We aim to assess the stability and invariance properties of two commonly used anxiety outcome measures to determine the suitability of NA methods to inform treatment plan design in clinical settings.
Individual participant data (IPD) for large multi-trial samples will be accessed via Vivli.org. Exploratory graphical analysis will be used to model empirical networks pre- (baseline) and post-treatment (outcome) for the two most commonly used outcome measures in antidepressant clinical trials, namely the Hamilton Rating Scale for Anxiety (HAM-A) and the anxiety subscale of the Hospital Anxiety and Depression Scale (HADS_A). Bootstrapping and permutation techniques will be used to determine the stability and invariance properties of empirical networks in relation to a range of moderating variables, such as age, sex, treatment type and symptom severity. For networks that are unstable or partially invariant, we will examine item redundancy and remove non-performing items to pursue stable/invariant abbreviated models.

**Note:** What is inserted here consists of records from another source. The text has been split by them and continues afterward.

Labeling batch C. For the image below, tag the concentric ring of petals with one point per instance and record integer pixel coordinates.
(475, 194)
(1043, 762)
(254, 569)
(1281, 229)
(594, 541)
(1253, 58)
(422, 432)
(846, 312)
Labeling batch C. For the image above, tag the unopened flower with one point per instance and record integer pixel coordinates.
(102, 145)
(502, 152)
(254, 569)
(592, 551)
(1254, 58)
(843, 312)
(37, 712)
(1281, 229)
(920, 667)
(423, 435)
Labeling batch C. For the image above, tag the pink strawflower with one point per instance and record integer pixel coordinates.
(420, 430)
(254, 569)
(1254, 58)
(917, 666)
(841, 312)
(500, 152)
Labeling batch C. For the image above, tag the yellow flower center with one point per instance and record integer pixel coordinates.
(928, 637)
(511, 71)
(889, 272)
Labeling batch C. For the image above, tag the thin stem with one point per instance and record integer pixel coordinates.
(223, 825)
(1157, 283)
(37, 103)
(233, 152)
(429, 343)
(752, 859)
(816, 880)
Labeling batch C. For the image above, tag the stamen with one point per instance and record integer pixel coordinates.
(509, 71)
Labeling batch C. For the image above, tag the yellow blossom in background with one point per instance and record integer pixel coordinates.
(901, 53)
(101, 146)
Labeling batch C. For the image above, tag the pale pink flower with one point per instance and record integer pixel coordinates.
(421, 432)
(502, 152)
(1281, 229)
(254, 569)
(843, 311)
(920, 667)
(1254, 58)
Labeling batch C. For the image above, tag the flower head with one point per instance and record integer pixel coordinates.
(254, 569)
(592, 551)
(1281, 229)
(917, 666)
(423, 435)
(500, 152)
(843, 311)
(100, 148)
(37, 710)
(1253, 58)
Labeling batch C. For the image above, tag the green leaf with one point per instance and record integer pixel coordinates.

This study will determine the suitability of applying NA methods in clinical trials. Findings could inform the way in which clinical trials, and other such research, are conducted. If outcome measures are stable and invariant, then NA methods will have demonstrable utility to inform more efficacious treatment plans. However, if NA is not found to be suitable, its validity as a robust analytical approach will be questionable.
Network Analysis; Randomised Trial; Generalised Anxiety Disorder; Adult Psychiatry; Mental Health
Symptoms caused by psychopathologies such as anxiety or depression can vary from person to person and there are a number of different ways these can be assessed. The most common is the use of clinician rating scales or patient reported outcome measures. These types of measures allow clinicians and researchers to measure the severity of common anxiety symptoms, such as low mood, low energy and insomnia. Symptom severity is typically measure using a rating response format, rating symptom severity on a scale from 1–5 (for example), with 1 indication mild severity and 5 indicating high severity (Vagias, 2006). A wide array of outcome measures are currently available, such as the Hamilton Anxiety Rating Scale (HAM-A; Hamilton, 1959), Hospital Anxiety and Depression Scale (Zigmond & Snaith, 1983) and Beck Anxiety Inventory (BAI; Beck et al., 1988a), which measure anxiety, or the Hamilton Rating Scale for Depression (HRSD; Hamilton, 1960), Montgomery-Åsberg Depression Rating Scale (MADRS; Montgomery & Åsberg, 1979) and Beck Depression Inventory (BDI; Beck et al., 1988b), which measure depression.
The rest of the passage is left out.